Network Logs: Gold Mine for GTM Signal Collection
A "new" way of web scraping.
If you’re running any GTM engineering workflows, signal collection is the foundation of most of what you are building upon.
They trigger workflows and lets you reach prospects in their current state of mind (be its inbound or outbound).
Signals: Quick Recap
Broadly speaking, there are two types of signals.
External / 3rd party: anything happening outside your own product:
Social signals (LinkedIn posts, founder activity, exec moves)
Job signals (open roles, hiring spikes, title changes)
Technographic signals (stack adds and drops)
Funding signals (rounds, M&A, IPO filings)
Event signals (webinars, conferences, speaker lists)
Aggregation signals (G2 reviews, Crunchbase changes, directory listings)
& many more
Internal / 1st party: anything happening inside your own ecosystem:
Website activity
Product usage
CRM and marketing engagement
& many more
Two ways to get them: buy them from data vendors, or scrape them yourself.
This article is about the second option and specifically about the bottleneck most people hit when they try to scale it.
Why Scraping Breaks at Scale
When you’re using an LLM to extract data from rendered HTML, every single page is costing you:
5-10 seconds in a headless browser
50-100KB of HTML pushed into the context window
Maybe 200 bytes of that is data you actually need
One CSS class change away from breaking entirely
That’s around 99% wastage per page. And it’s super slow too.

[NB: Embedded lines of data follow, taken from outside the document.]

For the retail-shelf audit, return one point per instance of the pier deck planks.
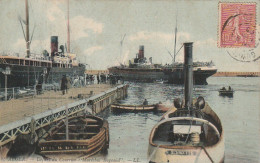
(17, 109)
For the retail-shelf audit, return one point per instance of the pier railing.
(92, 105)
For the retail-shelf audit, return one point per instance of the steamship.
(142, 70)
(46, 68)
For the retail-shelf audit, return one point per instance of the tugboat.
(189, 132)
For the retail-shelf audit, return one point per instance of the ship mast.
(27, 39)
(188, 75)
(175, 40)
(68, 28)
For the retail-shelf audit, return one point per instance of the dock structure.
(22, 116)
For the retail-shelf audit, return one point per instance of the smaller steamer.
(189, 132)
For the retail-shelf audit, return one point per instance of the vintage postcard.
(113, 81)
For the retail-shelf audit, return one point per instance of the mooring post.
(13, 92)
(67, 123)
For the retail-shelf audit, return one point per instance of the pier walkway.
(17, 115)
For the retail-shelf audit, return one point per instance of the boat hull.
(226, 93)
(167, 152)
(84, 147)
(117, 108)
(173, 76)
(183, 155)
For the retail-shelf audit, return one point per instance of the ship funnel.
(188, 75)
(141, 52)
(54, 45)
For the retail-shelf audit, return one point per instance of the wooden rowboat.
(133, 108)
(87, 135)
(226, 92)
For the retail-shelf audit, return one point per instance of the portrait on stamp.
(237, 26)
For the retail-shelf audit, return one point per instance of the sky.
(98, 26)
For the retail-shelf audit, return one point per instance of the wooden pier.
(22, 116)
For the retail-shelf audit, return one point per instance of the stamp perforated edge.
(219, 23)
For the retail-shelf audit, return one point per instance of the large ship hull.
(23, 76)
(173, 76)
(176, 76)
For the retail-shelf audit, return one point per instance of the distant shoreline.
(218, 74)
(237, 74)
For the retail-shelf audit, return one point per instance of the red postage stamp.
(237, 25)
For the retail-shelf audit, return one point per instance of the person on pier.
(64, 84)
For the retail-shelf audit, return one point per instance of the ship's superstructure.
(30, 70)
(142, 70)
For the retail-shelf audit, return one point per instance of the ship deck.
(17, 109)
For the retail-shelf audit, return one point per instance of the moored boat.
(189, 132)
(121, 108)
(84, 137)
(226, 92)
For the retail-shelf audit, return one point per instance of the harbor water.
(129, 132)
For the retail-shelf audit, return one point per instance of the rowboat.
(226, 92)
(189, 132)
(84, 137)
(121, 108)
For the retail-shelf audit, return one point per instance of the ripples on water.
(129, 132)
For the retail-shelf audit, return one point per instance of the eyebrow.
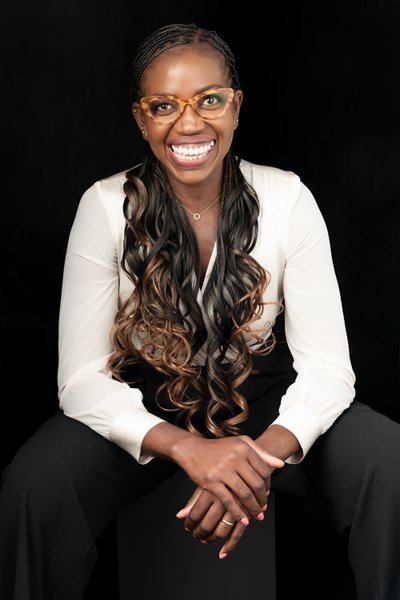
(203, 89)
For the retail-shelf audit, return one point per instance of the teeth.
(189, 153)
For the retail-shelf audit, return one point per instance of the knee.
(31, 484)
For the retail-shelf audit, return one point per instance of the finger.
(232, 542)
(237, 483)
(205, 529)
(192, 500)
(272, 461)
(223, 528)
(259, 487)
(229, 501)
(199, 510)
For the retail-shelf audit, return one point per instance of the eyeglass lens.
(208, 105)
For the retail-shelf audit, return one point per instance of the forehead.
(184, 70)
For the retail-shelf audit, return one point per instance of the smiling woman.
(175, 274)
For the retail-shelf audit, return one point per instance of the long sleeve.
(89, 301)
(315, 328)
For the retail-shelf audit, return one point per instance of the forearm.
(279, 442)
(165, 440)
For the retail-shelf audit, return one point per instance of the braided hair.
(162, 260)
(170, 36)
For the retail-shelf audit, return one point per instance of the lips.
(193, 153)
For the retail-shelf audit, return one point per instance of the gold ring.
(228, 522)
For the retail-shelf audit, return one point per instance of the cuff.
(304, 424)
(129, 429)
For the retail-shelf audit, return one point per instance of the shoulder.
(270, 179)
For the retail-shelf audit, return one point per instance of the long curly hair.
(162, 321)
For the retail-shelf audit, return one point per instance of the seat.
(157, 558)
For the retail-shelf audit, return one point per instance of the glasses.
(211, 104)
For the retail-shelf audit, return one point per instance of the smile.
(192, 152)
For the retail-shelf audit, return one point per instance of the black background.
(322, 95)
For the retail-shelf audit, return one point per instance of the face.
(185, 72)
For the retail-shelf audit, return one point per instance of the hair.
(162, 322)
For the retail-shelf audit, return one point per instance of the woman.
(175, 274)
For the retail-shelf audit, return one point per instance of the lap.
(65, 455)
(362, 446)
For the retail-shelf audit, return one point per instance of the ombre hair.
(162, 322)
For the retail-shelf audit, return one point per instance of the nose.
(189, 120)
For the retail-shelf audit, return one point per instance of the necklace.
(196, 216)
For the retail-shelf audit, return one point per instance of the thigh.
(65, 455)
(360, 452)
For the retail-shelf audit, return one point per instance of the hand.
(235, 470)
(212, 527)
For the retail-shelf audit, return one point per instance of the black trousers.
(67, 483)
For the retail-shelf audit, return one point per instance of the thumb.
(272, 461)
(183, 513)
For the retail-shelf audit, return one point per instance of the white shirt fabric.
(293, 245)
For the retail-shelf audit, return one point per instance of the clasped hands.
(233, 477)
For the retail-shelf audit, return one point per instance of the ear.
(139, 118)
(237, 103)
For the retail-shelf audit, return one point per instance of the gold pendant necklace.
(197, 216)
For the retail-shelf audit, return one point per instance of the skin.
(233, 474)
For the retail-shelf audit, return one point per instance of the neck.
(197, 197)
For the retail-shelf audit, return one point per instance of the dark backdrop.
(322, 95)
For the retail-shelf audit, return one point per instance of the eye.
(212, 101)
(161, 107)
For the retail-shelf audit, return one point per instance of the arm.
(315, 331)
(91, 287)
(89, 300)
(316, 336)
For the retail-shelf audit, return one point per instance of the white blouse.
(293, 245)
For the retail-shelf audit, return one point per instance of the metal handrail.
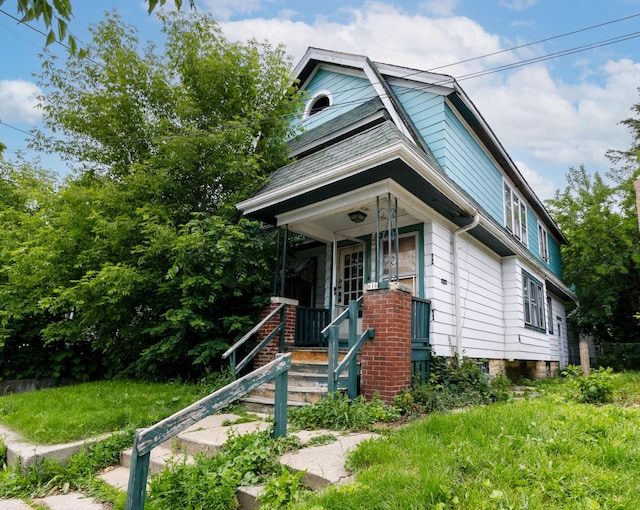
(340, 318)
(231, 351)
(246, 337)
(146, 439)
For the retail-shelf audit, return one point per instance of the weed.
(282, 491)
(321, 440)
(595, 388)
(212, 482)
(338, 412)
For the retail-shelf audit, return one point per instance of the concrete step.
(70, 501)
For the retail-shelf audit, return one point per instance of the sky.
(573, 66)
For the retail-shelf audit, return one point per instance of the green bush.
(337, 411)
(282, 491)
(595, 388)
(451, 385)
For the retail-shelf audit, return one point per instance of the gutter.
(456, 282)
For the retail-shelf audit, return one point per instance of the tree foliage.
(57, 14)
(139, 264)
(602, 261)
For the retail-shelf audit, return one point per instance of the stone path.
(324, 465)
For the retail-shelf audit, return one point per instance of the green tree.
(142, 255)
(602, 261)
(57, 14)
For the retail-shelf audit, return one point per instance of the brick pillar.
(386, 358)
(269, 352)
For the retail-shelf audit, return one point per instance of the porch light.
(357, 216)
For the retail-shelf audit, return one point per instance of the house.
(397, 185)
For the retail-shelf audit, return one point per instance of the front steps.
(307, 382)
(324, 465)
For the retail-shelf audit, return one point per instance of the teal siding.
(426, 110)
(457, 152)
(555, 258)
(348, 92)
(469, 166)
(532, 233)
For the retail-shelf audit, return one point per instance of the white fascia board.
(435, 88)
(398, 150)
(382, 94)
(336, 205)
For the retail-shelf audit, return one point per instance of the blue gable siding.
(555, 258)
(426, 110)
(532, 234)
(348, 92)
(471, 168)
(456, 150)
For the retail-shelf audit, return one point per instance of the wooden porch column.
(386, 358)
(269, 352)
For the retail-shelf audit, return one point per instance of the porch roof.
(377, 154)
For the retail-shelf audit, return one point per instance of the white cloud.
(517, 5)
(544, 122)
(440, 7)
(544, 188)
(18, 101)
(381, 31)
(223, 10)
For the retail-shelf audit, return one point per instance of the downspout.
(456, 282)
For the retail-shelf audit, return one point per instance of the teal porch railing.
(309, 325)
(349, 362)
(146, 439)
(279, 329)
(420, 346)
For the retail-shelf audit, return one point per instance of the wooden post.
(332, 362)
(137, 488)
(352, 380)
(280, 406)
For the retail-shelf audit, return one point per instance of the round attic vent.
(320, 101)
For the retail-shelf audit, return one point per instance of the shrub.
(595, 388)
(450, 385)
(338, 412)
(282, 491)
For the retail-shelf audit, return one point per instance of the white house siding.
(521, 342)
(481, 300)
(439, 286)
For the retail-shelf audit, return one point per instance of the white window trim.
(534, 304)
(543, 243)
(515, 214)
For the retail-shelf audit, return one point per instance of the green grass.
(60, 415)
(544, 453)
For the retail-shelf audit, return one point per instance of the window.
(543, 248)
(523, 223)
(534, 303)
(515, 215)
(508, 215)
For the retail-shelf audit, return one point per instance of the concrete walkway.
(324, 465)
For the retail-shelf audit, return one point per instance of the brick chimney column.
(386, 358)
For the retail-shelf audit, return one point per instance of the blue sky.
(549, 115)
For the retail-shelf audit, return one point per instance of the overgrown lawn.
(60, 415)
(543, 453)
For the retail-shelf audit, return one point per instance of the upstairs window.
(515, 215)
(543, 247)
(533, 302)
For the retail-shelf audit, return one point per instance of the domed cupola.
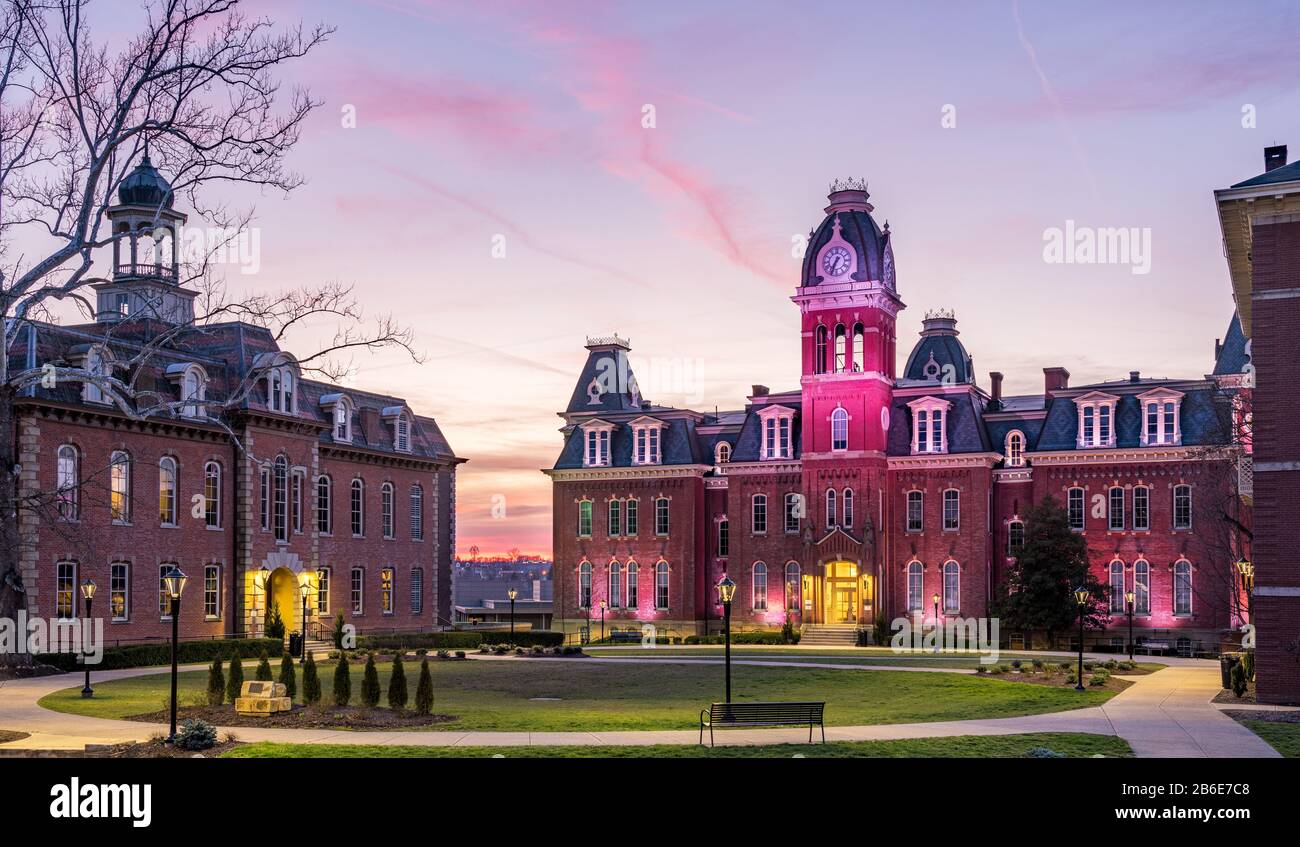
(848, 247)
(144, 186)
(939, 356)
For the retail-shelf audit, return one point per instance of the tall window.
(120, 487)
(1116, 511)
(358, 593)
(840, 429)
(615, 585)
(633, 572)
(212, 495)
(759, 586)
(416, 512)
(915, 511)
(584, 518)
(952, 509)
(69, 483)
(1142, 587)
(167, 491)
(952, 587)
(1142, 508)
(1182, 507)
(324, 517)
(386, 509)
(212, 591)
(915, 587)
(1074, 507)
(1182, 587)
(1117, 587)
(584, 585)
(416, 590)
(65, 590)
(386, 590)
(120, 590)
(358, 508)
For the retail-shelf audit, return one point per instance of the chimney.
(996, 378)
(1274, 157)
(1054, 379)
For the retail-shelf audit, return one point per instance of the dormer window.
(930, 418)
(596, 443)
(776, 424)
(1160, 417)
(1096, 420)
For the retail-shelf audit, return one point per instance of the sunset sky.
(525, 121)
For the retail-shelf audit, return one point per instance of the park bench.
(744, 715)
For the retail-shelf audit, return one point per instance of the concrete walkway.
(1165, 713)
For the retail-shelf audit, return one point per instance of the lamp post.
(174, 583)
(726, 591)
(1080, 596)
(89, 594)
(934, 599)
(1129, 602)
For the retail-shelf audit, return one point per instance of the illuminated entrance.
(841, 595)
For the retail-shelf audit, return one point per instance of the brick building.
(866, 491)
(252, 477)
(1260, 218)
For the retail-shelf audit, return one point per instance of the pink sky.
(524, 120)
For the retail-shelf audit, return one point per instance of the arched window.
(212, 495)
(69, 483)
(120, 487)
(952, 587)
(584, 585)
(915, 587)
(840, 429)
(793, 587)
(167, 491)
(1142, 587)
(1014, 448)
(1182, 587)
(1117, 587)
(358, 508)
(615, 585)
(324, 515)
(759, 586)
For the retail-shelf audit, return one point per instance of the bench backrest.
(793, 712)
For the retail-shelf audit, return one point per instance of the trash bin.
(1226, 663)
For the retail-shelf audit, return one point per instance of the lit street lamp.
(1080, 596)
(726, 591)
(173, 582)
(1129, 600)
(89, 594)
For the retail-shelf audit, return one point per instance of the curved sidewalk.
(1165, 713)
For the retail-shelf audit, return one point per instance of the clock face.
(835, 261)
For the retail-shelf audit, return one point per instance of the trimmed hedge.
(460, 639)
(146, 655)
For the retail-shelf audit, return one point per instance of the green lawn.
(541, 694)
(1075, 745)
(1283, 738)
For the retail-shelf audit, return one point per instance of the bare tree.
(196, 91)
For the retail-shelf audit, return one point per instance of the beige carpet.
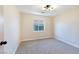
(46, 46)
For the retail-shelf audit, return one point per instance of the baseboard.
(70, 43)
(35, 38)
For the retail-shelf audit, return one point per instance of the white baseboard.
(35, 38)
(70, 43)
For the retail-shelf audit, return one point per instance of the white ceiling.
(37, 10)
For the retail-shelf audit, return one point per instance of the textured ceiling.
(37, 10)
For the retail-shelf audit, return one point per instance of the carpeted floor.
(46, 46)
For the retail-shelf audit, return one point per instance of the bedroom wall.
(27, 32)
(67, 27)
(1, 28)
(11, 28)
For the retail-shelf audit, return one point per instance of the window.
(38, 26)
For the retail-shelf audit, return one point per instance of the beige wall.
(27, 32)
(67, 27)
(1, 28)
(11, 28)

Compound that across 200-300 companies you want to qualify in a week, the workflow becomes too slow and too expensive to be worth running on a schedule.
Introducing Network Logs
Network logs are the record of every HTTP request a web page makes when it loads. You can see them in any browser by opening DevTools → Network tab.
From analyzing the network logs of a site, you’re typically looking for two things:
Public-ish API endpoints. Endpoints the company uses for their own internal purposes (typically to populate their own front-end), but are still accessible to the public without authentication.
Direct JSON calls. Calls where the important data you’d otherwise be scraping from the rendered page has already been passed back as structured JSON.
The unlock from finding either of these is the same: you can pull structured data out of a website in bulk, very quickly. No rendering pages in a headless browser. No feeding HTML to an LLM for extraction.
How to Find Network Logs
Right-click on the page → Inspect.
Go to the Network tab.
Reload, paginate, scroll. Whatever triggers the data you want to load.
Right-click anywhere in the request list → Save all as HAR.
Upload the HAR file into Claude. Ask it to find the request where the API or structured JSON data lives.
Eventbrite Example
As a GTM engineer at Riverside, one of my main responsibilities is breaking into the webinar market. A lot of companies in our ICP run webinars regularly, so I needed a way to surface them at scale.
I started with Eventbrite. It’s one of the biggest event aggregators out there, and a lot of webinar organizers list their events on it.
I tried the network logs approach on it.
963 unique online webinar events from Eventbrite in about 12 seconds across all 49 pages. All neatly structured into the columns I actually needed (event name, start/end dates, timezone, organizer ID, event URL, language, etc).
963 unique online webinar events from Eventbrite in about 12 seconds across all 49 pages. All neatly structured into the columns I actually needed (event name, start/end dates, timezone, organizer ID, event URL, language, etc).
Doing this with LLM scraping would have taken hours to troubleshoot and probably burned through a chunk of tokens. With the network logs approach, it was a HAR file upload, a Claude prompt, and a quick fetcher script.
Amplification
LLM scraping is slow because every page has to render in a headless browser. It’s expensive because every page gets fed into the context window. Two costs you can’t really escape.
Network logs cuts both at once. No rendering. No LLM extraction. Your time-to-production drops significantly, and your token bill drops with it.
For a GTM engineer, I think that’s the biggest unlock. It amplifies your output. The same person can ship more signal workflows, run them more often, and not worry about costs blowing up at scale.